I took a look at some of the artist impressions of Titan and the probe coming down.
o rk/index.cfm
http://saturn.jpl.nasa.gov/multimedia/images/artw
At first I wondered if daylight would be that bright on Titan. That made me study the way light is depicted.
If you study the light source in several of the artistic renderings, the light striking Saturn in the background has nothing to do with the light on the surface of Titan. One image (Probe over Titan) shows Saturn getting light from a direction low on Titan's horizon, and yet there seems to be a bright halo around a dark cloud overhead, as if the sun were behind it.
I like the fantasy aspect of this, but I'm afraid we are going to be in for a big let-down when the real images arrive. I'd say that part of the interest in Titan is not science, but pure wonder lust.
Also,
the CCDs on the mars rover (and probably others) are monochrome CCDs. So, for every color picture, 3 are taken, filtered at 3 specific wavelengths (which happen to be, R, G, and B.) The image data is then recomposed into a full-color image here on earth.
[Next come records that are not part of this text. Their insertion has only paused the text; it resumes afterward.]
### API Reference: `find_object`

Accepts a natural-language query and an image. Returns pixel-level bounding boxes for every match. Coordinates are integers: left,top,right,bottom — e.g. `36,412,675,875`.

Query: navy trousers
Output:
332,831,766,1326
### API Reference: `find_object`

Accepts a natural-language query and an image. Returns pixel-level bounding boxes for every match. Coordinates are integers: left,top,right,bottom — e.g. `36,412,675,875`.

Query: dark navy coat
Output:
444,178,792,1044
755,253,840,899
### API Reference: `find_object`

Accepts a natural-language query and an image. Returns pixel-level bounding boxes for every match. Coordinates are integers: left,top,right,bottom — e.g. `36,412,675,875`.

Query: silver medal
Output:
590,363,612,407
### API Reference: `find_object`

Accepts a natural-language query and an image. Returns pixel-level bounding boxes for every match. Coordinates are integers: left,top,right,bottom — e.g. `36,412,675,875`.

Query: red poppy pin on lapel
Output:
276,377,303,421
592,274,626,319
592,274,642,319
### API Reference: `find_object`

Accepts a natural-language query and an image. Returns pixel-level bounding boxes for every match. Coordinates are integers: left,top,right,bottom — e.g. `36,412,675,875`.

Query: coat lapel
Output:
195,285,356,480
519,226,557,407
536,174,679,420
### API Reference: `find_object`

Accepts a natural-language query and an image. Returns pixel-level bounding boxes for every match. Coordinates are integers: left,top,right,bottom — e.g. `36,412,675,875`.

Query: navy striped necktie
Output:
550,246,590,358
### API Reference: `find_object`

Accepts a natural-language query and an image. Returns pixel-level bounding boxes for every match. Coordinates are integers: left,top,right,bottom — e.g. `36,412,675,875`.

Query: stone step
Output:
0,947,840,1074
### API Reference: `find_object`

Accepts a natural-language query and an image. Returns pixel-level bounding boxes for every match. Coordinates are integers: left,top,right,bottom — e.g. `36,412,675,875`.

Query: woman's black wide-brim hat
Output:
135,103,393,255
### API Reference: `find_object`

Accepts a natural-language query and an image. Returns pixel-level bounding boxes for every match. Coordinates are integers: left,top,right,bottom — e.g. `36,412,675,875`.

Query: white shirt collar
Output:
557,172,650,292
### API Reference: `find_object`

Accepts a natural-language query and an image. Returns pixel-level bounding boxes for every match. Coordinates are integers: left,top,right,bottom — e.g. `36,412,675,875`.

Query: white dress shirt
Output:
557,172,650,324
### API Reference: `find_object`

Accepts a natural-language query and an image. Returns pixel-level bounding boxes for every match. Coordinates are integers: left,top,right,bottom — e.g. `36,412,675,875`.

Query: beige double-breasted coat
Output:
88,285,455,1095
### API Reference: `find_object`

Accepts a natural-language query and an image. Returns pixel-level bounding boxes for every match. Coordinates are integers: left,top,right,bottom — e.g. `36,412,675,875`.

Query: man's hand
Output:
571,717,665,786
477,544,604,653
"consumer" CCDs, for the most part, may be "5 megapixels" but they count an individual red, green, and blue sensor element as a pixel, and then interpolate to get the full resolution they claim.
NASA's way of doing it with a monochrome CCD and filters means you get a true 1 mpixel image in stunning detail.
Optics do matter, but it is wrong to say that the sort of quality of optics on this craft would not benefit from a higher resolution CCD.
Make the missions faster & smaller in scale, you turn it around quicker (and more often) & hence deliever more up to date tech for any given timescale..
"You lied to me! There is a Swansea!"
Everything is a trade-off.
No matter what you do, it takes a huge amount of resources to orbit Saturn, so it made sense to load up as many instruments as you can for economy of scale. It's 22 feet x 13 feet and weighs six tons. It's taken it seven years to get to Saturn. The cost of building, launching, and staffing 3 or 4 smaller devices would be a great deal more.
Cassini's two cameras are only one megapixel (1024 pixels square) but their versatility far outweighs this "low resolution". They are wide-angle and narrow angle with a range of filters that can see in visible, infrared, and ultraviolet. The narrow angle can see a penny at a distance of 4km. The biggest problem with Cassini is that it's only got a 140 Kbps data rate back to earth. All 12 of Cassini's instruments have to share this pipe, so there isn't any spare bandwidth. To make things worse, Cassini doesn't have a scan-platform so you have to aim the whole thing to transmit and take pictures. A higher resolution camera wouldn't give you that much benefit at the cost of a lot longer transfer time. That was the point of the dual cameras. Wide-angle to look at everything and narrow-angle to zoom in on the interesting stuff.
The Mars Rovers are even more limited. They can transfer 11 Kbps direct to earth, or 128 kbps relayed through the Mars orbiters.
It all comes down to one of those old military sayings. Armchair generals discuss tactics. Real generals discuss Logistics. The supply lines in space are very long or non-existent.